17. The method of claim 1, wherein the macrophage targeting construct is a mannosylated dextran construct comprising Tc99m-tilmanocept, and wherein the quantity of Tc99m-tilmanocept administered is between about 50 μg and about 400m.

18. The method of claim 1, wherein the subject is initiating a new RA therapy.

19. The method of claim 18, wherein the method is performed prior to the subject initiating a new RA therapy.

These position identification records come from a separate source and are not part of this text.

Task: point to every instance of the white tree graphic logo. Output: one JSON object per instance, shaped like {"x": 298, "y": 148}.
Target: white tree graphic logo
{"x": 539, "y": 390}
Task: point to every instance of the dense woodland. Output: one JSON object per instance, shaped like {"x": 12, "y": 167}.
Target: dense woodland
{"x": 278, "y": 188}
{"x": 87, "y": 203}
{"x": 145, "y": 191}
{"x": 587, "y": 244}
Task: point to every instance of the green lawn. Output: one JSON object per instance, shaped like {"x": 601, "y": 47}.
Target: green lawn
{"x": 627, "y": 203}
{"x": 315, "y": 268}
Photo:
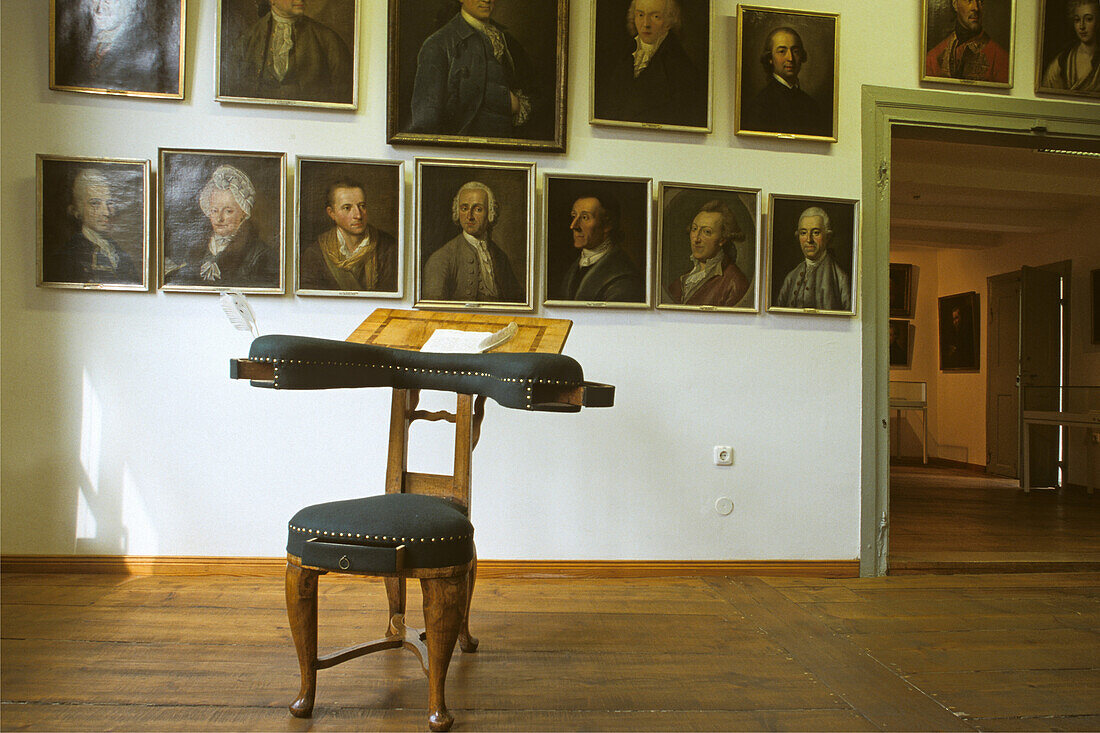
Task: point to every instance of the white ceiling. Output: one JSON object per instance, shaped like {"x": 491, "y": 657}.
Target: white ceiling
{"x": 967, "y": 189}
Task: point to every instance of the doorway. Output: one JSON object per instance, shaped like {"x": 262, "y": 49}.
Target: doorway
{"x": 1019, "y": 128}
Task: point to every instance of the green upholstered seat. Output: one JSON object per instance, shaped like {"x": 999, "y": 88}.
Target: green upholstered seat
{"x": 361, "y": 535}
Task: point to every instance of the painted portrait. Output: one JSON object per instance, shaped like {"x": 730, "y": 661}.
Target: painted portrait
{"x": 813, "y": 247}
{"x": 901, "y": 291}
{"x": 1067, "y": 59}
{"x": 959, "y": 337}
{"x": 708, "y": 248}
{"x": 597, "y": 241}
{"x": 788, "y": 74}
{"x": 221, "y": 220}
{"x": 479, "y": 73}
{"x": 901, "y": 339}
{"x": 132, "y": 47}
{"x": 651, "y": 64}
{"x": 92, "y": 222}
{"x": 968, "y": 42}
{"x": 349, "y": 236}
{"x": 288, "y": 52}
{"x": 474, "y": 241}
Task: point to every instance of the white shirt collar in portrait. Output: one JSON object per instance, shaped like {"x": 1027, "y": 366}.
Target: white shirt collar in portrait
{"x": 701, "y": 272}
{"x": 490, "y": 32}
{"x": 103, "y": 248}
{"x": 282, "y": 43}
{"x": 488, "y": 280}
{"x": 591, "y": 255}
{"x": 785, "y": 83}
{"x": 345, "y": 249}
{"x": 644, "y": 53}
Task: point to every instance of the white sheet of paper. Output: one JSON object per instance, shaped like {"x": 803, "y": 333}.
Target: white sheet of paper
{"x": 447, "y": 340}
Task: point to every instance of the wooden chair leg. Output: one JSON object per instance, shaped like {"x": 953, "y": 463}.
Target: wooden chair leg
{"x": 468, "y": 643}
{"x": 301, "y": 611}
{"x": 395, "y": 593}
{"x": 444, "y": 603}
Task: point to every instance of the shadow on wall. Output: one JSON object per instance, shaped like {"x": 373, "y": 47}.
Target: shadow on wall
{"x": 111, "y": 517}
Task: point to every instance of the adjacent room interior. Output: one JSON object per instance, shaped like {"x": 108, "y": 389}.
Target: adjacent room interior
{"x": 963, "y": 219}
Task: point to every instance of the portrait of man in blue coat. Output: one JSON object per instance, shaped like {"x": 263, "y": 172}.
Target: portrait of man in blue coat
{"x": 285, "y": 55}
{"x": 655, "y": 73}
{"x": 477, "y": 72}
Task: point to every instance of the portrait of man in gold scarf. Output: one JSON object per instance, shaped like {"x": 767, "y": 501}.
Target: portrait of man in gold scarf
{"x": 349, "y": 228}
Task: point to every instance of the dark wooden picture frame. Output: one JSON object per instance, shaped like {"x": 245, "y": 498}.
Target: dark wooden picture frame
{"x": 102, "y": 239}
{"x": 968, "y": 43}
{"x": 672, "y": 91}
{"x": 1064, "y": 28}
{"x": 959, "y": 332}
{"x": 499, "y": 197}
{"x": 597, "y": 244}
{"x": 794, "y": 233}
{"x": 321, "y": 61}
{"x": 901, "y": 291}
{"x": 901, "y": 343}
{"x": 349, "y": 227}
{"x": 432, "y": 98}
{"x": 799, "y": 99}
{"x": 132, "y": 48}
{"x": 222, "y": 219}
{"x": 707, "y": 248}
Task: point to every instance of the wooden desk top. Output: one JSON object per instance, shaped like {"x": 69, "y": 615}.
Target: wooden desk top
{"x": 409, "y": 329}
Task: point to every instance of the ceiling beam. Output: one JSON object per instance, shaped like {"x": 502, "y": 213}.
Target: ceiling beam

20. A method of predicting a subject's likelihood of response to a new RA therapy comprising:

a. administering to the subject a composition comprising a macrophage targeting construct and an imaging moiety conjugated thereto;

b. acquiring planar images of a plurality of joints of the subject;

c. determining at least one TUVGlobal value for the subject from the planar images;

d. obtaining one or more covariates comprising: i) a serological covariate obtained from a serum sample from the subject and quantifying the level of one or more RA markers in the serum; and/or (ii) a clinical covariate obtained from results of one or more clinical assessment tests;

e. applying statistical modeling to the at least one TUVGlobal and the one or more covariates to determine the likelihood of treatment response to a new anti-TNF (aTNF) therapy.